I have a 15 year old 14.1 New forest pony, I work him 6 days a week. Jumping twice a week and hacking the other days and some lateral work. He is very fit. I've currently been feeding him Baileys Performance balancer and have to say he is looking fab since he has been on it! Only problem is it is £25 a bag here and finding it rather costly! Is there any other alternative I could feed him that has similar benefits? He is a good doer but does need something that has a bit extra energy which will give him an extra oomph!! I have contacted feed company's but feel like they want as much money out of you as possible SOMETIMES! Thanks guys!


----------



## Shay (9 November 2017)

There isn't really enough information I'm afraid.  How much does he weigh? I'm not convinced your workload is enough to be very fit -  but it could be if you are hacking for hours at a time - or with a lot of hills.  How much grazing / hay?


----------



## honetpot (9 November 2017)

I have no idea what is in Baileys balancer. If you google you should find somewhere, usually from another feed company, a comparison chart.
ttp://www.efoza.com/post_horse-feed-comparison-chart_564418/, this probably out of date, then decide what you get cheaper. The ingredients list with also give you a clue.
  I would give a cheaper broad spectrum balancer and add a bit of linseed, for calories and it does give them a gleem.

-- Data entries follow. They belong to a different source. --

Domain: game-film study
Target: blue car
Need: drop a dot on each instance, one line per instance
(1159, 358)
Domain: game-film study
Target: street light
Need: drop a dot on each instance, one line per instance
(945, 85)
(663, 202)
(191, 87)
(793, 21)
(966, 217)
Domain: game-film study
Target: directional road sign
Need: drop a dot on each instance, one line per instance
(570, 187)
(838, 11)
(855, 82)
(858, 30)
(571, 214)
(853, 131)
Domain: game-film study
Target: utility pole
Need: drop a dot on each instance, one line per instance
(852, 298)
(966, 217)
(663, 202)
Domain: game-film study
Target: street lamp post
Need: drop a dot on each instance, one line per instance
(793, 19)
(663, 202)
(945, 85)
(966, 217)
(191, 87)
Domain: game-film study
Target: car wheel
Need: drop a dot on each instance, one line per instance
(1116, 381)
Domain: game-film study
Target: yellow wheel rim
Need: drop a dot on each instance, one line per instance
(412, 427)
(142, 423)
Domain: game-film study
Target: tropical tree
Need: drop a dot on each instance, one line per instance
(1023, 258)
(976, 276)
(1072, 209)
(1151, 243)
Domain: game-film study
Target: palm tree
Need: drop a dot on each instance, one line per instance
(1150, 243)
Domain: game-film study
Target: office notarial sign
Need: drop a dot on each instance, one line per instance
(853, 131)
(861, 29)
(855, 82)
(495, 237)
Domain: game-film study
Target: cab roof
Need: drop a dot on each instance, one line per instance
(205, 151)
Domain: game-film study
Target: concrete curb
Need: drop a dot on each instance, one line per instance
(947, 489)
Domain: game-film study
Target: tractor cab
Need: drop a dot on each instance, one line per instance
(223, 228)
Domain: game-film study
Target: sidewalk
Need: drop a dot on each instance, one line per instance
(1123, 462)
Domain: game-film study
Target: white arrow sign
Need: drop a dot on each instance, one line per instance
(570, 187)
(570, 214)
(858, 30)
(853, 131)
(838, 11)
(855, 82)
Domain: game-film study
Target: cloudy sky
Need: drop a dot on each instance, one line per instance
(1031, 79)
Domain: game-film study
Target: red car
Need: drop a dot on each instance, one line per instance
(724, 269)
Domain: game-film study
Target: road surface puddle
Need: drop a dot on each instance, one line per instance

Having had a NF and lots of other ponies, ponies get fit really quickly, and usually do not need hours of work to get them fit. In fact with children you do not want them fit so I would only work them three days a week when not competeing, and never lunge. Four days a week and they are hunting fit, anymore and they are head cases.


----------



## SO1 (10 November 2017)

I have a 13.3 15 year old news forest pony. He is not as in much work as yours as he is ridden 4 times a week. He is feed on Dengie molasses free chaff 1/3 scoop x 2 twice a day and feedmark benevit. Feedmark often have special offers so you can get it quite cheap if you time it right.


----------